There’s one last item—a Matchbox Indy car. The tires barely roll and the paint is almost completely worn off from where I carried it with me everywhere, but I still see the shiny red paint. I still remember the elaborate tracks I’d make in my mind. And how I’d clutch it in my hand while I sat riveted to the television next to my dad for the one thing he’d make time to do with me, watch Indy racing.
Tears unexpectedly burn my eyes as I stare at this little piece of my past that somehow became such a huge part of my future. For the first time in forever, I wonder what my dad would say if he knew what I did for a living. Shouldn’t even think about that piece of shit, but at the same time, I wonder.

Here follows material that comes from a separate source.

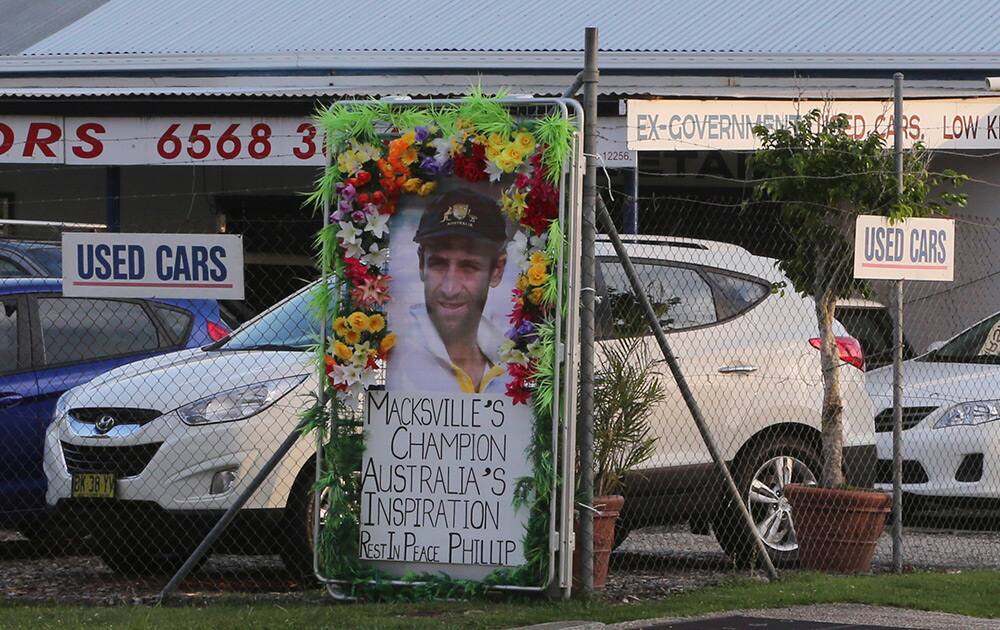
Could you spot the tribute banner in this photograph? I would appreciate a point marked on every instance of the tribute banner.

And that makes my mind shift to Colton. To the man who stepped up to the plate and took me as his own when no one else would. To the father I let down because I was too goddamn chickenshit to talk to him.
I set the old car back down beside my other mementos in despair at the depressing amount of things I have to represent the first seven years of my life.

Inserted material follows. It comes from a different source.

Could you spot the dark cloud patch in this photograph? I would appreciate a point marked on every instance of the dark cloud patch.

“You okay?” Her voice is soft and her brown eyes are compassionate when I look up to meet them.
“Yeah. I’m just . . . I don’t know. I’m disappointed there’s not more and at the same time relieved there’s not the ticking time bomb I expected in there . . . if that makes any sense at all.”
“It does. It makes perfect sense.”
I exhale loudly and sit down on the bed beside her. The mattress dips, the old cardboard box falls onto the floor, and I grab her hand to stop her from getting up to retrieve it. “Yes. No. I don’t know.” She laughs softly at the phrasing and links her fingers with mine.
“What’s bugging you?”
“I’m pissed at myself.” I rifle through the perfect stacks she just spent time organizing and I love how she doesn’t rush me to finish the thought. There’s something about her silence that is comforting and encouraging. “I mean, why? I did all this, caused all of this bullshit for this box? And this is all there is? I hurt my family, fucked over the trust people had put in me, possibly screwed up my career, and for what? For a report I knew deep down wasn’t true and for some small trinkets of a life I’m probably glad I didn’t have to live?” My voice rises as I throw my hands up and walk back to look out the window, where the sky is darkening.
“Zan—”
“Shouldn’t I at least get some kind of closure? Some kind of valid explanation so I don’t look like the asshole I was when I have to go back and apologize to my family?”
God. Even that makes me sound like a prick. Like I’m not man enough to admit I overreacted and lashed out for no reason. Fuck, this is fucked.
“Zander.”
“What?” I hear myself snap at her and the minute I do, I cringe in regret. “I’m sorry, Getty, it’s just—” My words are cut off when I look to where she’s pulling something out of the box as she picks it up from the floor. “What’s that?”
Her eyes lift to meet mine. “The bottom flap was stuck. We didn’t see it. When the box fell off the bed, it jostled it loose.”